OpenAI recently outlined plans for agentic shopping that span discovery, recommendations, and payments, with early collaborations involving sellers from platforms like Etsy and Shopify. Walmart’s integration brings that vision to a mass retail setting, with millions of SKUs and nationwide fulfillment.

Walmart app interface featuring ChatGPT assistant for guided shopping and recommendations

Why Walmart is leaning into AI-driven shopping and support

Walmart has been building towards this. Its in‑house generative assistant, Sparky, already helps customers compare products and will soon expand to reorders, service booking, and multimodal inputs—across text, images, audio, and video. Internally, teams are currently using ChatGPT Enterprise and OpenAI Certifications to speed decision‑making and training. The retailer reports that AI is currently reducing cycle times in critical areas—accelerating fashion development by 16–18 weeks and slashing customer‑care resolution windows by 30–40% in some cases. The ChatGPT arrangement extends those efficiency gains to the sale, allowing Walmart to predict desires and offer tailored recommendations rather than responding to searches.

What Walmart’s move means for competition in retail and e-commerce

Conversational commerce has been a testing ground for years, but two prerequisites have finally aligned: a capable multimodal AI has emerged and retailers are now eager to embed it in live checkout adventures. For Walmart, that could mean meeting customers in places they already spend time: inside messaging and chat applications. That places conversion on routine baskets, where it is likely to boost, and opens the possibilities to new customers altogether.

The competitive background, however, is critical. Amazon has recently experimented with AI‑guided shopping journeys, and big marketplaces add chat‑based advice to product listings. According to analysts, guided conversational purchasing adventures can raise interaction and decrease abandonment compared to static searches, especially on the more difficult missions you might have, like the need to stock an empty kitchen or plan a week’s worth of meals.

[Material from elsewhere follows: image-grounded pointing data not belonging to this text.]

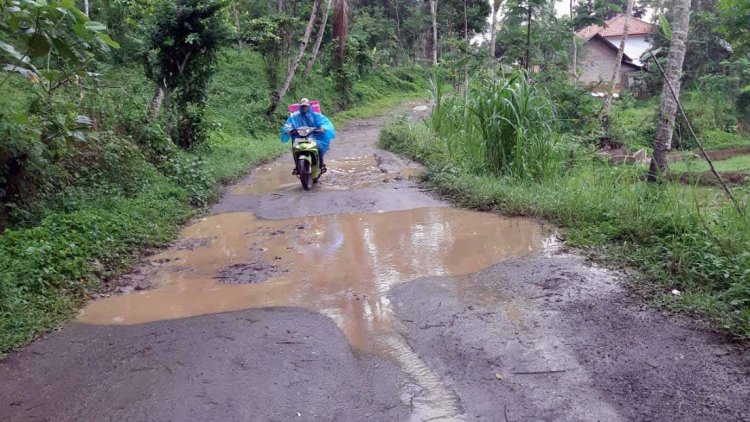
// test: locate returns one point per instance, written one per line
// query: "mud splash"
(340, 265)
(344, 173)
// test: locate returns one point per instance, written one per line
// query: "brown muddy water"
(340, 265)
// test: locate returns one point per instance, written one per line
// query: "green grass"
(635, 127)
(119, 196)
(740, 163)
(661, 230)
(716, 140)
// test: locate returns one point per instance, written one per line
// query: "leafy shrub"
(634, 128)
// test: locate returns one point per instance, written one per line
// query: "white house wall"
(635, 46)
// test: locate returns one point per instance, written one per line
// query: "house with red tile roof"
(600, 45)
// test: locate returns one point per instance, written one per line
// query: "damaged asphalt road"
(370, 299)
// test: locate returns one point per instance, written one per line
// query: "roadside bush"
(635, 128)
(678, 236)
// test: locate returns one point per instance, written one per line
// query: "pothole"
(253, 272)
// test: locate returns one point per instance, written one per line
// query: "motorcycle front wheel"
(305, 173)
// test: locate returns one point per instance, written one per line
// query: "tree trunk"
(466, 40)
(318, 39)
(668, 108)
(528, 36)
(293, 68)
(433, 11)
(398, 29)
(495, 5)
(618, 64)
(154, 107)
(574, 68)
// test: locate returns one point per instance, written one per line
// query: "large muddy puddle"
(340, 265)
(343, 174)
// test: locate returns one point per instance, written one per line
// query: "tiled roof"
(614, 28)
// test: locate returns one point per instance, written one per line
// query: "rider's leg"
(323, 168)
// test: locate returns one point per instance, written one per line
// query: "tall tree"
(617, 64)
(318, 39)
(574, 65)
(278, 96)
(341, 28)
(668, 108)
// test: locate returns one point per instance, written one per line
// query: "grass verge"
(704, 252)
(127, 202)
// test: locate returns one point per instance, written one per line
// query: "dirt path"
(369, 299)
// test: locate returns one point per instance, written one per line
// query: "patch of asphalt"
(553, 338)
(274, 364)
(394, 197)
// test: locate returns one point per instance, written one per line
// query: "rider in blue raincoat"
(306, 117)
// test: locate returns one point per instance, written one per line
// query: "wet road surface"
(370, 299)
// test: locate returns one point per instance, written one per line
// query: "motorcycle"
(306, 155)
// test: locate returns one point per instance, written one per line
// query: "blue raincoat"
(310, 119)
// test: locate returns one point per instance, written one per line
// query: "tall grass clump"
(494, 148)
(502, 126)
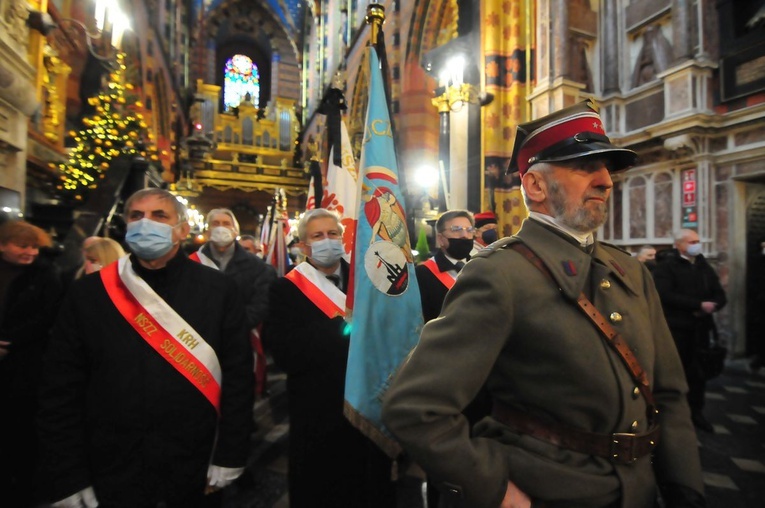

Practical considerations and early limitations for shoppers

Practical considerations for shoppers: early use will likely favor replenishment and simple missions; the initial scope excludes fresh items, so produce and perishables will follow later. Availability, substitutions, and pick up or delivery slots/locations will be surfaced in chat, and the system is expected to respect a customer’s saved preferences and past purchases once accounts are linked. Trust and transparency is likely to be under the microscope: retailers and AI providers will need to be transparent about sponsored placements, transparent about why items are being recommended, and will offer easy controls to edit carts and opt out. Expect prominent cues around price, fees, and delivery windows so the convenience of one-tap checkout doesn’t obscure the details.

The road ahead for Walmart’s AI commerce and customer care

As capabilities mature, Walmart envisions chat that remembers goals, learns tastes, and can act across channels—reactivating lists, coordinating services, and handling customer care without handoffs. Bringing the Walmart marketplace into ChatGPT is a remarkable step along that path, turning an AI conversation into a store aisle open wherever you’re typing.

Gregory Zuckerman
ByGregory Zuckerman
Gregory Zuckerman is a veteran investigative journalist and financial writer with decades of experience covering global markets, investment strategies, and the business personalities shaping them. His writing blends deep reporting with narrative storytelling to uncover the hidden forces behind financial trends and innovations. Over the years, Gregory’s work has earned industry recognition for bringing clarity to complex financial topics, and he continues to focus on long-form journalism that explores hedge funds, private equity, and high-stakes investing.